もちろん、それぞれの固有魔導秘術にも、トレーニングや調節で出力の調整はできる。だが、菊川の様にまるで型が違う能力を発現させることは難しい。だからこそ、菊川の発言や事象をまとめると、ここに行き着くのである。
「もしかして、固有魔導秘術には先があるのか? 近接戦闘しかできない俺の『生命の輝き』にも、成長の余地があるのか?」
これまで身体能力の向上をすることしかできなかった竜一の『生命の輝き』は、まだその力を解放していないのかもしれない。
「でも『生命の輝き』の成長って、全くイメージが湧かないなぁ……。いや? 待てよ?」
一つだけ、竜一の中で思い当たる節がある。これまでずっと使ってきた『生命の輝き』とは違う事象。そう、あれは水瀬が攫われ、竜一が銀次と対面した時のあれである。
「あの時は水瀬の固有魔導秘術『魂の共鳴』で強化されたけど、あれはそもそも潜在能力の解放だったかな? だったら、あれが『生命の輝き』の先の姿?」
頭をウンウンと唸らせる竜一は、ハタと立ち上がると鉄屑を握りしめ、構え出す。
「考えたってわからねーんだ。とりあえず、あの時の感覚を思い出してやってみよう。もしかしたら再現できるかもしれない」
竜一は目を瞑ると、身体中に流れる魔力に意識を集中する。元来魔力が少ない竜一は、『生命の輝き』に意識を細かく割かなくても身体能力を向上させていた。
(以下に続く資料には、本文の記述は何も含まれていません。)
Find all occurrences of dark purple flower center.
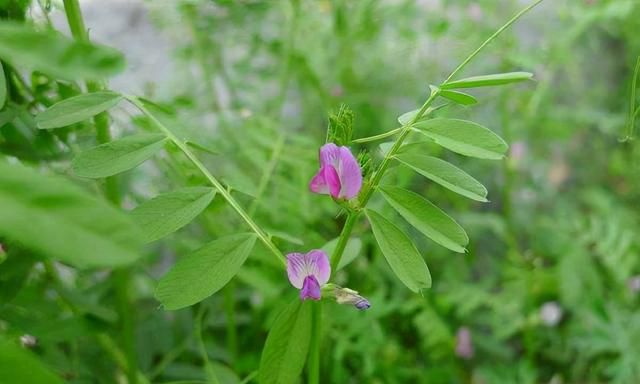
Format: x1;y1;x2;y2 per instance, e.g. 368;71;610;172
300;275;320;300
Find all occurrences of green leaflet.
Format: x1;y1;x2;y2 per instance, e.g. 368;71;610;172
72;133;168;178
440;72;533;89
0;21;125;80
258;298;315;384
36;91;122;129
156;233;256;310
365;209;431;292
0;162;142;268
0;63;7;107
131;187;216;242
414;118;509;160
379;186;469;253
0;337;64;384
395;153;488;202
440;89;478;105
322;237;362;273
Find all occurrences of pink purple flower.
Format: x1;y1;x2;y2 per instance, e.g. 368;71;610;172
309;143;362;199
287;249;331;300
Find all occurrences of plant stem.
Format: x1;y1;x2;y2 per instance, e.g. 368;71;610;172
351;127;402;144
443;0;544;84
331;212;359;273
333;0;543;266
303;301;322;384
624;56;640;140
194;303;220;384
223;279;238;366
64;0;138;384
125;96;287;266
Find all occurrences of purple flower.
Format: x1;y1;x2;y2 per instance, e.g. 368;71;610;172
287;249;331;300
309;143;362;199
333;286;371;311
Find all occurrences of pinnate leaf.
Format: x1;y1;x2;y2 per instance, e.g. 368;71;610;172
36;91;122;129
131;187;216;242
440;72;533;89
365;209;431;292
414;118;509;160
258;298;316;384
440;89;478;105
156;234;256;310
395;153;488;202
380;186;469;253
72;133;168;178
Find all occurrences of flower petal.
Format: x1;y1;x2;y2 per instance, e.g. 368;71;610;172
287;253;308;289
309;165;341;198
300;276;320;300
338;147;362;199
320;143;340;167
305;249;331;285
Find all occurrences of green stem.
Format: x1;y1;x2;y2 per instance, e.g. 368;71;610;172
331;212;358;273
64;0;138;384
224;280;238;365
443;0;544;84
351;127;402;143
194;303;220;384
125;96;287;266
625;56;640;140
307;301;322;384
333;0;543;266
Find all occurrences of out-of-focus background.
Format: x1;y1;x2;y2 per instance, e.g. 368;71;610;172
0;0;640;384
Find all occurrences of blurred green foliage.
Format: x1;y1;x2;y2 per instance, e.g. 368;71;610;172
0;0;640;383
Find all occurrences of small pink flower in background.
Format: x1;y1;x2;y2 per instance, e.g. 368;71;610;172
287;249;331;300
309;143;362;199
456;327;473;360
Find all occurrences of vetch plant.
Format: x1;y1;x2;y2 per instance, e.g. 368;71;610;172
0;0;542;384
309;143;362;200
287;249;331;300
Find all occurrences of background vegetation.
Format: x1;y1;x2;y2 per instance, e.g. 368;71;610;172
0;0;640;383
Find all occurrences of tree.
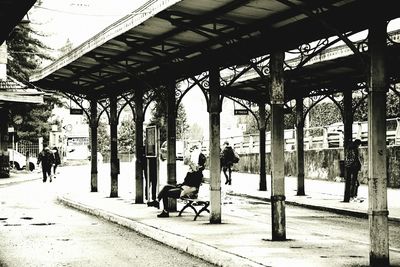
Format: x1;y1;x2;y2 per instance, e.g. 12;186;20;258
150;95;189;144
97;119;110;156
7;1;61;147
118;119;135;153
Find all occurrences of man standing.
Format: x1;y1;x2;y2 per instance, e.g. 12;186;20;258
344;139;361;201
221;141;239;185
37;147;55;183
147;145;206;218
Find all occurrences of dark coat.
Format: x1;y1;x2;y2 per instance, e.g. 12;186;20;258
221;146;235;167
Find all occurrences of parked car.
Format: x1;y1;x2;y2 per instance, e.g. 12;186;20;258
160;141;184;160
8;148;37;171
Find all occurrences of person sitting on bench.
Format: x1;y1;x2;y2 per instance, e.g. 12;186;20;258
147;145;206;218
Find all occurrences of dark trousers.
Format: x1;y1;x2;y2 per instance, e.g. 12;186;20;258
42;164;51;182
347;168;360;197
157;185;181;210
53;164;58;175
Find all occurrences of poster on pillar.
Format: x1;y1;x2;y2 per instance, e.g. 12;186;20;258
145;126;158;158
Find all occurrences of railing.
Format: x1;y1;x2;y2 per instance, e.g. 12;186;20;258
198;118;400;154
15;140;39;157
だが、あの時水瀬に『魂の共鳴』をかけてもらった感覚は、とても繊細なものであった。だからこそ、意識を集中し、心の奥底を見つめる様呼吸を整え発動する。
「ゆっくり……ゆっくりだ……」
あの時の様に少しづつ、身体の筋繊維一つ一つに意識を配る。身体を巡る電気信号の流れが加速し、体外へ電撃として放出される。
「そう……こんな感じだ、いいぞ……少しづつ……」
明らかに今までの『生命の輝き』と感覚が異なる。これが正解か不正解かはわからない。だが、不思議と気分が高揚する。心地の良い、頭が軽くなる様な……。
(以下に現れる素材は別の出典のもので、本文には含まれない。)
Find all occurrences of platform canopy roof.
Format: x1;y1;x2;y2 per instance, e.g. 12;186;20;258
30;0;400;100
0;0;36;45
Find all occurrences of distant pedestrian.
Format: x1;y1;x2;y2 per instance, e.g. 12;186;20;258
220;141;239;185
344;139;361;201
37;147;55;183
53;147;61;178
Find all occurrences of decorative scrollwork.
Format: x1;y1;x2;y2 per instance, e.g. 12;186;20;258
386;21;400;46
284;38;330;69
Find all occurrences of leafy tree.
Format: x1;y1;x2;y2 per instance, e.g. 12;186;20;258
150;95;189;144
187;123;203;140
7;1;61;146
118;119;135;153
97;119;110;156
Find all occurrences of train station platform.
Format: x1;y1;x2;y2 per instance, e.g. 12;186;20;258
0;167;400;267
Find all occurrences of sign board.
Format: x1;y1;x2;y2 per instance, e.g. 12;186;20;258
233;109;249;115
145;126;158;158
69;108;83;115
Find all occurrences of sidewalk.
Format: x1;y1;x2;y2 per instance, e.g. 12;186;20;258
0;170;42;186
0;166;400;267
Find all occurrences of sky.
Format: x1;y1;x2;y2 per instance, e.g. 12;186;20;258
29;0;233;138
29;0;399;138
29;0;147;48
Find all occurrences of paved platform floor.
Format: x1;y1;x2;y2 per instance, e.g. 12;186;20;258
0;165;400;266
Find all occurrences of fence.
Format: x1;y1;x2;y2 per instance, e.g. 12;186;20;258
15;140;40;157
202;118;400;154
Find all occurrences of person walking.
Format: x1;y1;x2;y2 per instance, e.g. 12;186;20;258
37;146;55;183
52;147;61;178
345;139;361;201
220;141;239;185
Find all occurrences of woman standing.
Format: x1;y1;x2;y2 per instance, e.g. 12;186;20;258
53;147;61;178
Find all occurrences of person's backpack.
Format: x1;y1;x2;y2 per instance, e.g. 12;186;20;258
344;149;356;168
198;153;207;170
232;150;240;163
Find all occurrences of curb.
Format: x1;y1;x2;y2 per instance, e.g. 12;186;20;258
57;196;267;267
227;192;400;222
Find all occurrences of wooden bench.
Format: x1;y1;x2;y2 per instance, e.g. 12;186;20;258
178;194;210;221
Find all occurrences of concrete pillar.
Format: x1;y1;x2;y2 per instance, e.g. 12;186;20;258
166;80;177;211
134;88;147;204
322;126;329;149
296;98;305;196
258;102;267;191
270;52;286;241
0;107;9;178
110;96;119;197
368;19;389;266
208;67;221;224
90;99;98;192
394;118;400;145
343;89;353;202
「良いぞ、そうだ……今ならできそうだ……そうだ……全部……壊せる……」
何もかもをその発現した力に任せたくなる。これはーー破壊衝動が止まらない。
「あぁ……あぁッ……ウアァッ!」
抑えられない。溢れ出すこの感情を理解できない。身体からは黒い電撃が放出されている。目は血走り、筋肉は盛り上がる。
ただ壊したい、破壊したい……それだけに染まる。
「なんだこれ、くそくそくそ!」
衝動のまま、竜一は鉄屑……だった禍々しい大剣を振り回す。巨木は切り裂かれ、岩は粉砕された。
「止まらない、止メラレナイッ! アァ、アァッ!」
「暴走している様なので、取り敢えず寝ていやがれください」
突如、背後から女声がする。竜一だった者が、振り返り側に鉄屑だった物を振り回すが、首元に何かを当てられた感触を得る。
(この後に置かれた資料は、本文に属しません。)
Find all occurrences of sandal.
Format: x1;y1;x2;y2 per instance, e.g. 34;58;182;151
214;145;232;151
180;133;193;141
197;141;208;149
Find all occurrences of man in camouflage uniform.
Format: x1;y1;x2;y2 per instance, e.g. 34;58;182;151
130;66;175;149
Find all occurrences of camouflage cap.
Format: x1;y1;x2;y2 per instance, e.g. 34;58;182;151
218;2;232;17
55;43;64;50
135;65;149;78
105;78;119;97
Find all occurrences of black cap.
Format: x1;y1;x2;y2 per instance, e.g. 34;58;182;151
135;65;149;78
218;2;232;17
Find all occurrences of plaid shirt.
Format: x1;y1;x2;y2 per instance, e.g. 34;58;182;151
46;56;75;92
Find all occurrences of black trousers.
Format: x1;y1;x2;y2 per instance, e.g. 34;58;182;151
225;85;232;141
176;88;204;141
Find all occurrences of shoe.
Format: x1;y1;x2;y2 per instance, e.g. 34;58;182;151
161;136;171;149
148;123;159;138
すると竜一の血走った目からは生気が抜け、その場に力無く倒れると、身体を覆っていた黒い電撃が鳴りを潜め、鉄屑は元の形へと戻っていく。
「服部くん、これどうしてくれます?」
「うん、取り敢えず起こそうか早見」
服部と早見は竜一の隣に立つと、持参していたミネラルウォーターを竜一の頭にかけだした。